Psoriasis involving visible body regions such as the face, hands, scalp, and nails can have a greater detrimental effect on physical impairment, pain, and HRQoL than lesions on other body areas [2, 17]. Improvements in skin disease-specific HRQoL with guselkumab are consistent with benefits in HRQoL and physical function observed through up to 2 years among patients with active PsA in DISCOVER-1 and DISCOVER-2 [18, 19]. The reduced impact of disease on HRQoL following guselkumab treatment may be partially attributed to alleviation of psychosocial effects associated with lesions in visible body areas [20, 21].

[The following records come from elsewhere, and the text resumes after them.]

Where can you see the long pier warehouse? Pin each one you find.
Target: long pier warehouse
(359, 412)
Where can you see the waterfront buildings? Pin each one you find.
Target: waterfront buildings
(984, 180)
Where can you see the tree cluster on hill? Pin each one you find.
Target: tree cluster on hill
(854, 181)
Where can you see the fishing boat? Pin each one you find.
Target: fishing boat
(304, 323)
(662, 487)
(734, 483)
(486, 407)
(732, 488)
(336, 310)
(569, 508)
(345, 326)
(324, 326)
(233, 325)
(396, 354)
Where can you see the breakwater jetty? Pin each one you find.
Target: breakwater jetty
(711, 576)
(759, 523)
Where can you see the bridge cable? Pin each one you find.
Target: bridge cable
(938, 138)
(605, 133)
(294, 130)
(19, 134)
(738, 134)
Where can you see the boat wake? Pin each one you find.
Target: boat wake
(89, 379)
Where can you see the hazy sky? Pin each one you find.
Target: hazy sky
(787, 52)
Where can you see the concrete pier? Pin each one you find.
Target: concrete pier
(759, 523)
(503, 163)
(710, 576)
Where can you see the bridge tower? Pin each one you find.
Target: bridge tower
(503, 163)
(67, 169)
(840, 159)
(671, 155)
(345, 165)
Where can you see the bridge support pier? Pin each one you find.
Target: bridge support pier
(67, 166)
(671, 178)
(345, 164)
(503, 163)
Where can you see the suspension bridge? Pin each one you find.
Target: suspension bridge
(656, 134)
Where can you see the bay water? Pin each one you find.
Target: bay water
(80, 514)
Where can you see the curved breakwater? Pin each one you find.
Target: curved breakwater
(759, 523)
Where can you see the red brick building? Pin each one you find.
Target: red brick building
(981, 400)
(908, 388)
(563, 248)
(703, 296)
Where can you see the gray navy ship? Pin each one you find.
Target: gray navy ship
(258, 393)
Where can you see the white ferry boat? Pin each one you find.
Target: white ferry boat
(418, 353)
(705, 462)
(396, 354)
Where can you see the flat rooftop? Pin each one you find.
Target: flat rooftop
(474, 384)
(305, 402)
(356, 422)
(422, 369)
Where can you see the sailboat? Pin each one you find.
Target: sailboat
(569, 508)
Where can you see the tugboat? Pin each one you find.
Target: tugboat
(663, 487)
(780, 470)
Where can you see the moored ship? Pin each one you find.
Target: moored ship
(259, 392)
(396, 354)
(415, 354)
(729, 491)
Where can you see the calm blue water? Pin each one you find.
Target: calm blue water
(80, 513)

These findings are limited by the post hoc nature of analyses; the VOYAGE studies were not powered to evaluate these assessments in PsA patients. Additionally, findings in this trial population may not be generalizable to the broader population of patients with PsA. Misclassification bias may have occurred as patients self-reported having PsA. Longer-term treatment duration is likely required to discriminate between therapies for nail disease given the relatively slow growth of this appendage [22]. Week 48 analyses were restricted to VOYAGE-1 data due to differences in design of VOYAGE-1 and -2 beyond week 28, thus limiting the sample size for analysis of longer-term effects. Study strengths include an overall large sample size, use of a placebo- and active-comparator study design, and employment of validated tools for assessing regional psoriasis.

Conclusion

In these post hoc analyses of data from VOYAGE-1 and -2, guselkumab was efficacious in treating psoriasis of the nails, scalp, and palms and/or soles and reducing effects of psoriasis on HRQoL among patients with moderate-to-severe psoriasis and self-reported PsA diagnosis. In the context of demonstrated efficacy of guselkumab across multiple PsA domains [6, 7], the findings reported herein suggest guselkumab has the potential to address all key PsA domains, aligning with current treatment recommendations.